If you’d like help tailoring this structure to your organization’s device portfolio or building a QMSR transition plan, NAMSA is happy to assist.
Frequently Asked Questions (FAQs)
Is the FDA QMSR simply ISO 13485 adopted into U.S. regulation?
No. While the FDA QMSR incorporates ISO 13485:2016 by reference, it also includes FDA‑specific requirements related to records, labeling, postmarket surveillance, and enforcement that go beyond ISO certification.
Will ISO 13485 certification replace an FDA inspection under QMSR?
No. While ISO 13485:2016 forms the backbone of the QMSR, the FDA has made it clear that ISO certification does not replace an FDA inspection and does not automatically demonstrate compliance with U.S.‑specific requirements, including recordkeeping, labeling, and postmarket obligations. “ISO‑compliant” and “QMSR‑compliant” are not the same.
Why is risk management more important under the QMSR?
Risk management now drives the inspection pathway.

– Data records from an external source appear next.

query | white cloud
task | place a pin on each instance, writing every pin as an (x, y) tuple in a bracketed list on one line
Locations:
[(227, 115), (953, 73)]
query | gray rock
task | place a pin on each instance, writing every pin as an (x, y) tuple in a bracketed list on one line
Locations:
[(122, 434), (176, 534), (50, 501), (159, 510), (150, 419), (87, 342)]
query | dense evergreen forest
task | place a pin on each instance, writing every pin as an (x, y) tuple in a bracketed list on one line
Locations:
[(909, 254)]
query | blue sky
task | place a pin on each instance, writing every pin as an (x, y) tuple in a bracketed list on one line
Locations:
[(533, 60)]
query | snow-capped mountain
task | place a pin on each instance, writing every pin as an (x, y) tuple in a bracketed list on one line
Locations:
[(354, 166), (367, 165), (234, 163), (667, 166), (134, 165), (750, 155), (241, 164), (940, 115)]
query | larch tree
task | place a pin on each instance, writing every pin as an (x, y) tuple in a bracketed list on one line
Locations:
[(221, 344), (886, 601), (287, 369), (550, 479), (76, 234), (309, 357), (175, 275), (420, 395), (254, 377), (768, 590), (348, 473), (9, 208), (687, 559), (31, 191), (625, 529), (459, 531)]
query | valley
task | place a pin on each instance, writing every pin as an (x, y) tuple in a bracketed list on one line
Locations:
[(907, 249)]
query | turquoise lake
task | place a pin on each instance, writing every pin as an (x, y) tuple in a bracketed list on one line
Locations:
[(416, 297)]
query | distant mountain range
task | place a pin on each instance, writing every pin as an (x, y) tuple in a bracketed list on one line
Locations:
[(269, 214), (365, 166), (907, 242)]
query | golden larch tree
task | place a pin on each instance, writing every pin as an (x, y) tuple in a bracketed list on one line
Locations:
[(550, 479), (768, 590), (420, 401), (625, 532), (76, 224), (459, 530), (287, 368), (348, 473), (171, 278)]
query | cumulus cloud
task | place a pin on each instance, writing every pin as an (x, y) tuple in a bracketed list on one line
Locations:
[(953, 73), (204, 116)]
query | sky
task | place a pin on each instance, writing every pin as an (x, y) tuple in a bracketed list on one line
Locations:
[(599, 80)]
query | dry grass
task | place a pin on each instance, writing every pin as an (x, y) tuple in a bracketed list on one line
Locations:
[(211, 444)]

FDA investigators begin inspections with ISO 14971‑aligned risk documentation, using it to determine where to probe deeper. This elevates the importance of well‑maintained, current, and traceable risk records across the QMS.
Are internal audits and management reviews now subject to FDA inspection?
Yes. Under FDA QMSR, internal audits, management reviews, and supplier audit records are no longer inspection‑exempt and may be routinely reviewed to assess QMS effectiveness.
Does CAPA still matter if it is no longer a standalone inspection subsystem?
Yes. CAPA remains critical under QMSR, but the FDA now evaluates it in context, focusing on how corrective actions are triggered by risk, complaints, trends, and postmarket data rather than as an isolated process.